Research

In my research, I specialize in Online Learning with a dual focus, mainly exploring the theoretical novelties and practical applications within the Generative AI domain::

  • Theoretical Novelties in Online Learning: My research delves into the foundational aspects of Online Learning. I focus on developing novel algorithms and providing rigorous theoretical guarantees, particularly in the context of multi-armed bandits, statistical learning theory, and cost-aware decision-making processes. Some of the key challenges I address include:
    • Algorithmic Efficiency: Designing algorithms that balance exploration and exploitation for optimal decision-making in dynamic and uncertain environments.
    • Theoretical Guarantees: Establishing convergence guarantees and performance bounds to ensure the robustness of these algorithms in various settings, such as fixed-confidence bandits and large-scale model evaluations.
  • Applications in Generative AI: The second aspect of my research focuses on applying these theoretical advancements in the Generative AI space. I aim to optimize the performance and cost-efficiency of Large Language Models (LLMs) for various tasks. Key areas of application include:
    • Optimal LLM Selection: Developing methods to identify the most suitable LLM for a given task while minimizing computational and resource costs.
    • LLM Fine-tuning: Enhancing task-specific performance by fine-tuning LLMs with minimal resource use.
    • Prompt Optimization: Designing algorithms to discover the most effective prompts, ensuring the relevance and quality of the generated responses from LLMs.

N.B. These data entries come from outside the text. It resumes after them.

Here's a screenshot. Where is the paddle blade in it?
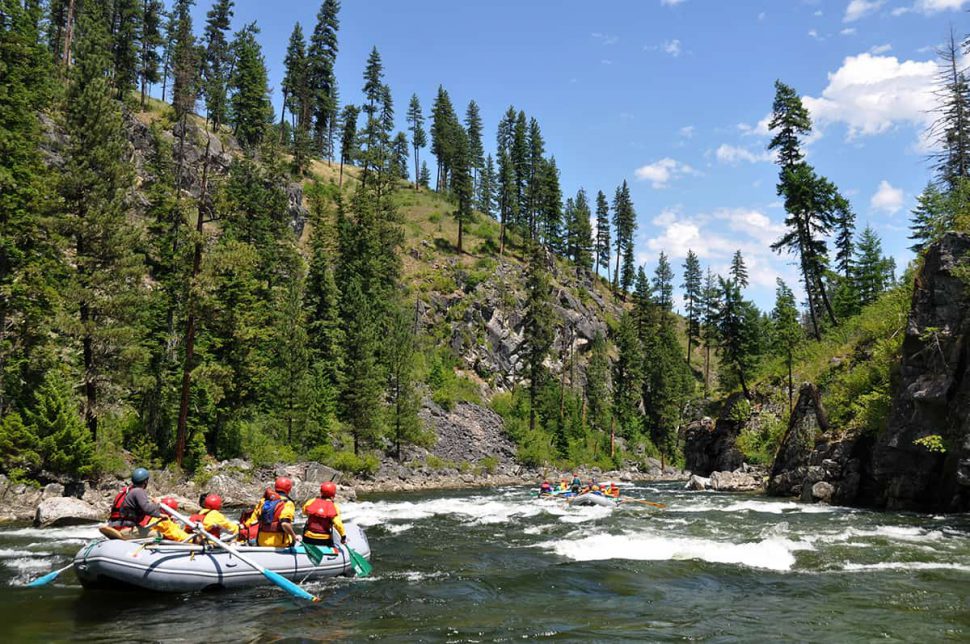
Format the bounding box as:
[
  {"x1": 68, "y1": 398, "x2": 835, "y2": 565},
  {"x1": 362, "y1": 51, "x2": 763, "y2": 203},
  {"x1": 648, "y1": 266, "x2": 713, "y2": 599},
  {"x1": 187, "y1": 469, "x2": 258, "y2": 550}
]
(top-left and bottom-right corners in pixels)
[
  {"x1": 27, "y1": 570, "x2": 61, "y2": 588},
  {"x1": 347, "y1": 546, "x2": 374, "y2": 577},
  {"x1": 260, "y1": 568, "x2": 320, "y2": 602}
]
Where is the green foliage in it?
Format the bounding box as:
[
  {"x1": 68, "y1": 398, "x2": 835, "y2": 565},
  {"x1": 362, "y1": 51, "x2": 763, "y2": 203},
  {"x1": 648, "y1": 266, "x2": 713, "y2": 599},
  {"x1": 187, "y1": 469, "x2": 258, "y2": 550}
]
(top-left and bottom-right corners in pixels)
[{"x1": 913, "y1": 434, "x2": 946, "y2": 454}]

Through this dual focus, my research bridges theory and practice, advancing Online Learning while innovating within the Generative AI landscape.

Past Works

Along with Online Learning, I previously worked in observational astronomy, focusing on the analysis of data from space archives. I mainly used two different approaches to explore various aspects of the universe:

  • Statistical Analysis for Multiwavelength Astronomy: One aspect of my work involved delving into multiwavelength data, which encompasses a range of electromagnetic radiation, including X-rays, extending beyond what's visible. I used mathematical techniques to find hidden patterns and gain insights into a wide range of cosmic events and objects. This approach was particularly useful when I studied high-energy events and tried to confirm the existence of planets outside our solar system, known as exoplanets.
  • Deep Learning with Astronomical Data: In addition to traditional statistical methods, I also employed advanced computer techniques like transformer models and attention mechanisms. These cutting-edge tools helped me make sense of complex data from space. With deep learning, I could extract intricate details from diverse datasets, improving our understanding of the physical processes that govern the universe. I applied this approach to delve into high-energy observations, providing deeper insights into phenomena like supernovae, gamma-ray bursts, and active galactic nuclei.

By combining statistical analysis and deep learning, I contributed to our expanding knowledge of the cosmos. I also tackled the challenges presented by the massive and varied datasets that astronomers deal with.